Sunday, April 7, 2013

Mastering Matrices

R has many ways to store information.  Most of the time, our data comes in the form of a dataset, which we bring into R as a data.frame object. However, there are times when we want to use matrices as well. This post will show you how matrices can be useful and how to manipulate them easily.

First of all, the big difference between matrices and dataframes is that all of the rows and columns of a matrix must have the same class (numeric, character, etc).  In a dataframe, you can have some of each. See my initial post about objects, here.

You can convert from one to the other using as.data.frame() or as.matrix().  Be careful though, that if you convert a dataframe with different classes of columns, then your matrix will just be all character:


In order to have a numeric matrix, I'm going to just take the first 6 columns of the mydata dataframe. I can delete columns of a matrix or dataframe in two ways:
mydata.mat<-as.matrix(mydata[,1:6])
mydata.mat<-as.matrix(mydata[,-7])
These two lines are doing the exact same thing. In the first, I am subsetting the dataframe mydata by taking all rows and the first 6 columns of the dataframe, then I'm converting that subset to a matrix. In the second, I'm taking all rows and all columns except the 7th column. Note that if I wanted to drop even more columns, I would just use the c() function like this:
mydata.mat<-as.matrix(mydata[,c(-3,-7)])
Note now that since I have taken out the one character column in my dataframe before I convert it to a matrix, I will get a numeric matrix instead of a character matrix:


This kind of operation for deleting columns works the same way in both matrices and dataframes.

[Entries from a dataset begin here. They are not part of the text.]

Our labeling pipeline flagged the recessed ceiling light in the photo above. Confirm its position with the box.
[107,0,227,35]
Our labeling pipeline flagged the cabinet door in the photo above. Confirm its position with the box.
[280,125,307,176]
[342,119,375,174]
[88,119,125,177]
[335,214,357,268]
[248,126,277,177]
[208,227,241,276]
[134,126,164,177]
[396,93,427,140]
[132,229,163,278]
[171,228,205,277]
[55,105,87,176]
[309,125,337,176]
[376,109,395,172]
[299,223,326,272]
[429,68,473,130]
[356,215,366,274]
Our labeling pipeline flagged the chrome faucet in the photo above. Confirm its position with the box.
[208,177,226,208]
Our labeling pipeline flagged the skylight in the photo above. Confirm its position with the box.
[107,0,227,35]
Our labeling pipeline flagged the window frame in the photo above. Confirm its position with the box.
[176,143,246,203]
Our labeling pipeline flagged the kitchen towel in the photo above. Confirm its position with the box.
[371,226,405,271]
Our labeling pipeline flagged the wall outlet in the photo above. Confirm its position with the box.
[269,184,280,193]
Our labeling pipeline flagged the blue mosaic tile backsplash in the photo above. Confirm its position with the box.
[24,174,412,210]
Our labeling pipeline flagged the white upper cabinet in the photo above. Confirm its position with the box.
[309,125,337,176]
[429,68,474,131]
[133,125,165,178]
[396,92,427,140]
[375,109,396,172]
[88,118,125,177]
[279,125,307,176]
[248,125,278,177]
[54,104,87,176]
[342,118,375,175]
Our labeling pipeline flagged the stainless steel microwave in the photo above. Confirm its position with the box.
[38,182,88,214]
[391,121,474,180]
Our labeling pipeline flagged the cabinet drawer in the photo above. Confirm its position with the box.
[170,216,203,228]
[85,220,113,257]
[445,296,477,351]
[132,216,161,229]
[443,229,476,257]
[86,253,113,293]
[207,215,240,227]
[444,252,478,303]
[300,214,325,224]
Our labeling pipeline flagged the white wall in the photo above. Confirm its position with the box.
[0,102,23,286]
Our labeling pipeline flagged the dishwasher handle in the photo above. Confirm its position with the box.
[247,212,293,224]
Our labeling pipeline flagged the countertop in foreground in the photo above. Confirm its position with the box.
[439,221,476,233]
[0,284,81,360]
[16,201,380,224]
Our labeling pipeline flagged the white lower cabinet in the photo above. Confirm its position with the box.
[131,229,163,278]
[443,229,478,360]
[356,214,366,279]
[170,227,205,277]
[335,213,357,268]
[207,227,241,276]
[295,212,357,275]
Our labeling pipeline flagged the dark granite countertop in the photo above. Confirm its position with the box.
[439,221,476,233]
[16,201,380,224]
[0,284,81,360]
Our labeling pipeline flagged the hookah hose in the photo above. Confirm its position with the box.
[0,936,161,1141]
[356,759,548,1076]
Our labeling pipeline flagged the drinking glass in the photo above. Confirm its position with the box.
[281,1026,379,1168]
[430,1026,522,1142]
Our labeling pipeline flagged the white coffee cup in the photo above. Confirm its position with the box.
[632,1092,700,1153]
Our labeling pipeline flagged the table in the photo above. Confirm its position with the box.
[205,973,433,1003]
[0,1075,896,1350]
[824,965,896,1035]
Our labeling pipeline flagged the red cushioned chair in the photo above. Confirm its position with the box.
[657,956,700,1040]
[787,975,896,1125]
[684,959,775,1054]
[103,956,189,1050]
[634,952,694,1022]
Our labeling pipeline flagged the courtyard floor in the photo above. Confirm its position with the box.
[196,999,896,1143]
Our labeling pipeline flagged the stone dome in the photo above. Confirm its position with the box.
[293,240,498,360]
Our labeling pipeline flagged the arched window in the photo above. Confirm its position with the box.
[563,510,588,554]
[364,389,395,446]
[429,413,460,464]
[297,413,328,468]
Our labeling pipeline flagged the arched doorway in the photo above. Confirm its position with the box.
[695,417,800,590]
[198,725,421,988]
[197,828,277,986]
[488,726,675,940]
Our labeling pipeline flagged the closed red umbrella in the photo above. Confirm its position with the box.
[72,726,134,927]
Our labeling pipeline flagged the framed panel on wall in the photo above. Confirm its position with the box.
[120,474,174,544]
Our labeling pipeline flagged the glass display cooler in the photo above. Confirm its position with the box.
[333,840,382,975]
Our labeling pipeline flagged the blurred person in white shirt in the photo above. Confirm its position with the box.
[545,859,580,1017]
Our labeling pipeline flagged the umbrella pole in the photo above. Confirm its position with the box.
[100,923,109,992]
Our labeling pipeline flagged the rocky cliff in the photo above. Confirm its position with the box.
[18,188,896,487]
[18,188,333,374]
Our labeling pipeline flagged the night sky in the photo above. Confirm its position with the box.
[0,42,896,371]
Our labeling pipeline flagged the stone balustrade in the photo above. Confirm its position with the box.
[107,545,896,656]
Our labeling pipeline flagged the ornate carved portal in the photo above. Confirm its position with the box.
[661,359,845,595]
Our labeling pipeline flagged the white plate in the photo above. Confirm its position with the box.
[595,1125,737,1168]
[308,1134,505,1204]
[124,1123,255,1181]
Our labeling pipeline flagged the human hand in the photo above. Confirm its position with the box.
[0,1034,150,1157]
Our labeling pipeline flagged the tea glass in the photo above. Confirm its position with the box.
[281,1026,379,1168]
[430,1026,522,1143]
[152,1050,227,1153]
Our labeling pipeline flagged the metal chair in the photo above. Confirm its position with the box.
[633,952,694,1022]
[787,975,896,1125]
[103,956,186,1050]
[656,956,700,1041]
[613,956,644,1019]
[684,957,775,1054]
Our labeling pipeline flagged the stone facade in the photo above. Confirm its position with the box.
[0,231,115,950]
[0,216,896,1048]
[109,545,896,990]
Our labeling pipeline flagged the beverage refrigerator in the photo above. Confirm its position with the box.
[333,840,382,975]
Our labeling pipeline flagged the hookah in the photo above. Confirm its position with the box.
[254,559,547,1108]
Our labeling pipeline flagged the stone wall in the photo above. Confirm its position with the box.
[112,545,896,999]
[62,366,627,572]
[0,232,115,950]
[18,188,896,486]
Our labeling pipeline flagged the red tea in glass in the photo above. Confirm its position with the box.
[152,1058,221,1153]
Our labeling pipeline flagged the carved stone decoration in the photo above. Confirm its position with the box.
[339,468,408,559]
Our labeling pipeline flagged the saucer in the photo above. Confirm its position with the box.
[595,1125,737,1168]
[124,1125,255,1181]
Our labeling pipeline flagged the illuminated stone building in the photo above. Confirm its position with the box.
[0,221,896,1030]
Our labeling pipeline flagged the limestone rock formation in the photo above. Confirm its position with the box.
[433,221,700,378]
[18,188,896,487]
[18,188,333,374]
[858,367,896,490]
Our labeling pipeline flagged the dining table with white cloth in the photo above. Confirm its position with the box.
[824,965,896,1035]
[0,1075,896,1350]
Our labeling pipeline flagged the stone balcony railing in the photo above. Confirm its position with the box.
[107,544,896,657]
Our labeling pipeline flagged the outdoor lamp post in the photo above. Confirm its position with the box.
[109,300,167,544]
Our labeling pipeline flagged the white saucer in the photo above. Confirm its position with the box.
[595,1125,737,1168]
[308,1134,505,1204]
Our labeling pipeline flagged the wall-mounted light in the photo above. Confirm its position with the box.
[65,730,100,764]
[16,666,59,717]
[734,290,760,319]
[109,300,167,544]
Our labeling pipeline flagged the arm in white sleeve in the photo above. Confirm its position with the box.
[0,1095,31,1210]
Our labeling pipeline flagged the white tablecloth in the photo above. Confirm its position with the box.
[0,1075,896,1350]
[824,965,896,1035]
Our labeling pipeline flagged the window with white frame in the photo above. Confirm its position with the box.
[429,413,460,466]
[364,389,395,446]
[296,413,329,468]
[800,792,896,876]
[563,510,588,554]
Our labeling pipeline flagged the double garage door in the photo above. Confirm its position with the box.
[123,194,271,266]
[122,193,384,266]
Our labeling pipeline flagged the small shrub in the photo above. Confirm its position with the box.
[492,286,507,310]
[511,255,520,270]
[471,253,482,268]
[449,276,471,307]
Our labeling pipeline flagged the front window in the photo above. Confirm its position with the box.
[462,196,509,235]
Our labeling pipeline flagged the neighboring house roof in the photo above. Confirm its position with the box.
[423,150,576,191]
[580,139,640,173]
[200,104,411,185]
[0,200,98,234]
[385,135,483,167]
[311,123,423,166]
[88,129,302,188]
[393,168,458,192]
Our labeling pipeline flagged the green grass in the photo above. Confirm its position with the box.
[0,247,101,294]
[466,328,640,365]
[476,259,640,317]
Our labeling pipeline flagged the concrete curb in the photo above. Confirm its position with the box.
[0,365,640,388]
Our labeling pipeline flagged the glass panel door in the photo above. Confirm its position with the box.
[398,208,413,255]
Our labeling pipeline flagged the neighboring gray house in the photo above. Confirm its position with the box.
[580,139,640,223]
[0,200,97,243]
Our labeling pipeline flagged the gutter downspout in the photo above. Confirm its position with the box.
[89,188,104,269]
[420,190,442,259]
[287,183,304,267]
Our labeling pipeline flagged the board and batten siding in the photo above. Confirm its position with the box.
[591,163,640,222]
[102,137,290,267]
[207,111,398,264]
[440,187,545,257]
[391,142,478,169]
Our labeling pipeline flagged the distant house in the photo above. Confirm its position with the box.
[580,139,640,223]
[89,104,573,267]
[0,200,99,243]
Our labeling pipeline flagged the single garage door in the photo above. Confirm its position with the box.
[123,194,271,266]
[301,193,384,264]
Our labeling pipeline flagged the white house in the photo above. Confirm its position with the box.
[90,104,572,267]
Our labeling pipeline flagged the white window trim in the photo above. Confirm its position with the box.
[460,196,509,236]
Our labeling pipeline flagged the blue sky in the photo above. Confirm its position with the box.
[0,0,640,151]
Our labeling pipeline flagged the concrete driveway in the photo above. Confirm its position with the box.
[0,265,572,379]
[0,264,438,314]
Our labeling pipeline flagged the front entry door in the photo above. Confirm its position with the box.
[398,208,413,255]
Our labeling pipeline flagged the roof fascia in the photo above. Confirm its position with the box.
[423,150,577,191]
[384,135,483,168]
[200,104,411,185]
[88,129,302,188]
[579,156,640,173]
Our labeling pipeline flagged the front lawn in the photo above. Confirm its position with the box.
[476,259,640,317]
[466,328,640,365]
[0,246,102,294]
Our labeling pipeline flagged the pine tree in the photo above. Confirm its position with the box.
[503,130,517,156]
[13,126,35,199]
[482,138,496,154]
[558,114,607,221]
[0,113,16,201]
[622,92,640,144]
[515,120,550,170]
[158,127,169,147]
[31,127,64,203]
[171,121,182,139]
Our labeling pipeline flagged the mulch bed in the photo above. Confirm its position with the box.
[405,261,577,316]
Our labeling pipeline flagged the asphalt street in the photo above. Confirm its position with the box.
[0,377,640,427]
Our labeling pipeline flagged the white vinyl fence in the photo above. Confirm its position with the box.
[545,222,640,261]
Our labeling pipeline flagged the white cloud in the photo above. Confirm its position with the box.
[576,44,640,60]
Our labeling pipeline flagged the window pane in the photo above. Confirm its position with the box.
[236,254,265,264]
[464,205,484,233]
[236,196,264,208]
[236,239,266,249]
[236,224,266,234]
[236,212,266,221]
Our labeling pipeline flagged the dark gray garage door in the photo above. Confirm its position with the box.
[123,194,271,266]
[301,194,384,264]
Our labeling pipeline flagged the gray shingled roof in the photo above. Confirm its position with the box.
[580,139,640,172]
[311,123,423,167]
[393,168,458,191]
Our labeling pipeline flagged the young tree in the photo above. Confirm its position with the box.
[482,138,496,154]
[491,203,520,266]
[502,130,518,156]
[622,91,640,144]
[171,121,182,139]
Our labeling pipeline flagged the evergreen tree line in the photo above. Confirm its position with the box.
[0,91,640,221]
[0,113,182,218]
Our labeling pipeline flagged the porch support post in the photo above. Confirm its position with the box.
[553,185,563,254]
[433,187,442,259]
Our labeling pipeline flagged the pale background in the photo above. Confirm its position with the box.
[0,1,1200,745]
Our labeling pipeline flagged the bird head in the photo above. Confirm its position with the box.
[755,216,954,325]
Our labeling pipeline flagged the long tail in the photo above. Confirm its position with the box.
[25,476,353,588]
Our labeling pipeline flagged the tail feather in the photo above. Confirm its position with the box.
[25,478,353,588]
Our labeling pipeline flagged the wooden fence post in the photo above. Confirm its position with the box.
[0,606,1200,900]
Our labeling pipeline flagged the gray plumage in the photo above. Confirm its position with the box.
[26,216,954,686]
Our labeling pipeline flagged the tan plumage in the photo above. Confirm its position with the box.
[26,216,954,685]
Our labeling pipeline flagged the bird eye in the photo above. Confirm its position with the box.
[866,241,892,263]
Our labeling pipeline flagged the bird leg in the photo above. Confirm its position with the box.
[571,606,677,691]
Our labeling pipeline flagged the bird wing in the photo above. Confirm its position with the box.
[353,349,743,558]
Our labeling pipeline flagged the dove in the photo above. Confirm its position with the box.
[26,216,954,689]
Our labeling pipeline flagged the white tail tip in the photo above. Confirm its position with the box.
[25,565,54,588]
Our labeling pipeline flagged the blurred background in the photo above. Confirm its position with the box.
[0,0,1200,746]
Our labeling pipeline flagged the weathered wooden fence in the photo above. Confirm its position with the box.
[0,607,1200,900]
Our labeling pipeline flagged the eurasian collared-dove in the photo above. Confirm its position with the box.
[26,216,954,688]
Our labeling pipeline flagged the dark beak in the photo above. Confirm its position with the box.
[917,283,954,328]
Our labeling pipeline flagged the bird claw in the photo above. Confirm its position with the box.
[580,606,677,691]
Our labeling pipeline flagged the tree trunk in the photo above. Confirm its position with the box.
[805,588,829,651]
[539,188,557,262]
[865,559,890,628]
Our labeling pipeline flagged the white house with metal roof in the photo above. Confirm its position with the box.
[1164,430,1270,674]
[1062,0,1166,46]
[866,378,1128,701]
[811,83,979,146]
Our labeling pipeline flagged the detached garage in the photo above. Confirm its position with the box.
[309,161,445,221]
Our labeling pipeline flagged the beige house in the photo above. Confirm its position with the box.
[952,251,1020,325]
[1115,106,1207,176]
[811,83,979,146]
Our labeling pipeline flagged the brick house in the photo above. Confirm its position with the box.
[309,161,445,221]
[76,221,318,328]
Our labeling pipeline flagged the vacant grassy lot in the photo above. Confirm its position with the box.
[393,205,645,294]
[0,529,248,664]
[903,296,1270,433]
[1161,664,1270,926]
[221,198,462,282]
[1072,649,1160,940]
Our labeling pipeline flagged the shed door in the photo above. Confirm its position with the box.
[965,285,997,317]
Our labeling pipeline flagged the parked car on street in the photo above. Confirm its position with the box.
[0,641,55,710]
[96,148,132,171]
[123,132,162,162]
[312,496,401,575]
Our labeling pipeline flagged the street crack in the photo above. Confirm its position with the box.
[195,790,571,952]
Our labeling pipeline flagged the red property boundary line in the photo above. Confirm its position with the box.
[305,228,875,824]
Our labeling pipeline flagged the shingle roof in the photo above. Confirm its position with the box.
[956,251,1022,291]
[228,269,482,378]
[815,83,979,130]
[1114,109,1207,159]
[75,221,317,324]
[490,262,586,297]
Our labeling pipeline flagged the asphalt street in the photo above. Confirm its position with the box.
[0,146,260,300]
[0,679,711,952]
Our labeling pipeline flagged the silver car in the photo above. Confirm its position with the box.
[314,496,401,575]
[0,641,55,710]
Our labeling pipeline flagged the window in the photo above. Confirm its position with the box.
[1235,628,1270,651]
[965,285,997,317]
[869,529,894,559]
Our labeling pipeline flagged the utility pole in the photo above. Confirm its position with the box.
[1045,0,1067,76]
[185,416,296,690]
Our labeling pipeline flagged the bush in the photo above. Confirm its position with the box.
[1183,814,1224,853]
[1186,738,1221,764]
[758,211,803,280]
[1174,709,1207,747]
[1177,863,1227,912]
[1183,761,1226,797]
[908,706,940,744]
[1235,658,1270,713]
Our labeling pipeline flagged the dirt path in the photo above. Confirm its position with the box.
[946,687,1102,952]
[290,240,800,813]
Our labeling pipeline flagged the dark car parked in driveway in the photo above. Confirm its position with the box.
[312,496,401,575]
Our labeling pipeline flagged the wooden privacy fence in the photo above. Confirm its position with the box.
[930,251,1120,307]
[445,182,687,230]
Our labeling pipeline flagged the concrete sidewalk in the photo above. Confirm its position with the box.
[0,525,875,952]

However, to add a column to a dataframe or matrix is different. In a dataframe, you can use the $ operator to identify columns, like mydata$Married is the vector corresponding to the Married column. However, you can't use the $ operator on matrices. You will get the following error that the "$ operator is invalid for atomic vectors", which I see all the time when I'm converting back and forth from dataframes to matrices and make a mistake:


All this message means is that the object you're using is a matrix (mydata.mat) and you can't use the $ operator on a matrix.  If you get this message, you can either use as.data.frame() to convert your matrix to a dataframe, or you can adjust what you are doing to accomodate the rules of matrices.  For adding columns to a matrix, you use cbind(), and likewise for rows, rbind().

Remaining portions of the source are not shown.